The above discussion shows that the emission lines detected in several GRB afterglows can have a thermal origin only if the GRB surroundings are extremely clumpy, with density and geometric contrasts of order of a hundred thousand or more. We now discuss the reliability of these conditions in different GRB progenitor scenario.

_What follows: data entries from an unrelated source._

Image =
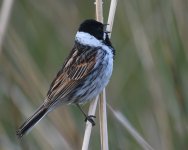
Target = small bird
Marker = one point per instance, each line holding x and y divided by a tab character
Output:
84	74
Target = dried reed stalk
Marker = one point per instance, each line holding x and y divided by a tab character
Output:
4	17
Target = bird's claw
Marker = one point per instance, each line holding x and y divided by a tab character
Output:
89	118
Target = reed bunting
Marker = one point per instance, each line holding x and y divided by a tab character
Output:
84	75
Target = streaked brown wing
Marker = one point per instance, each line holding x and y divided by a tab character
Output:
78	65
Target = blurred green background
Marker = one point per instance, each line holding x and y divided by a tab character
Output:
149	83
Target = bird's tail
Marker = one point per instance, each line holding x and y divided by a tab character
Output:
31	121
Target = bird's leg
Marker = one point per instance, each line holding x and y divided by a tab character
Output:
87	118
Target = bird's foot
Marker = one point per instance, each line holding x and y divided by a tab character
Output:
89	118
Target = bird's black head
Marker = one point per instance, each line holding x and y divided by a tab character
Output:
92	27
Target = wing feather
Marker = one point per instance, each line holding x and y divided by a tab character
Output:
79	64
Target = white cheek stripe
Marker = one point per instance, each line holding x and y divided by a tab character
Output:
87	39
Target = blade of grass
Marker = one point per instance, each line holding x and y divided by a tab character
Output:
124	121
93	105
4	18
102	102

In the hypernova scenario, the GRB sets on simultaneously to a supernova explosion, and the ambient medium is the result of the interaction of the pre-SN star with its surroundings. In particular, the nearby ambient medium will be dominated by the late stages of the mass ejection history of the star. These stages are known to be unsteady and clumps or shell-like structures can be envisaged. If the mass ejection is caused by radiative effects, however, extreme structure cannot be produced, since the stellar luminosity varies on time scales comparable to the Kelvin time-scale, which is of the order of hundreds of years, yielding a thick shell. In the wind environment of SN1998bw, for example, Li & Chevalier (1999) found that inhomogeneities up to a factor of a few were present. A more appealing scenario, in this perspective, is the supranova model by Vietri & Stella (1998), where the GRB is supposed to explode several weeks to years after a supernova. The supernova explosion, having a much smaller time scale, can generate a more extreme geometry. The clumpiness of SN ejecta has been investigated by numerical simulations. It is found that Rayleigh-Taylor instabilities can produce high density clumps with angular scales $\ga$$1^\circ$ (Böttcher et al. 2002). Such structures have $\eta_R\equiv{a}/R\sim10^{-2}$ where a is the clump radius, much larger than the value required to produce sizable line emission from collisional excitation. It is however possible, in the supranova scenario, that the remnant is illuminated by a super-Eddington relativistic wind (Vietri & Stella 1998; Konigl & Granot 2002) in the time span between the SN and GRB explosions. The interaction of this wind with the ejected SN shell may increase the inhomogeneities originally present in the shell (Guetta & Granot 2003; Lazzati & Rees, in preparation).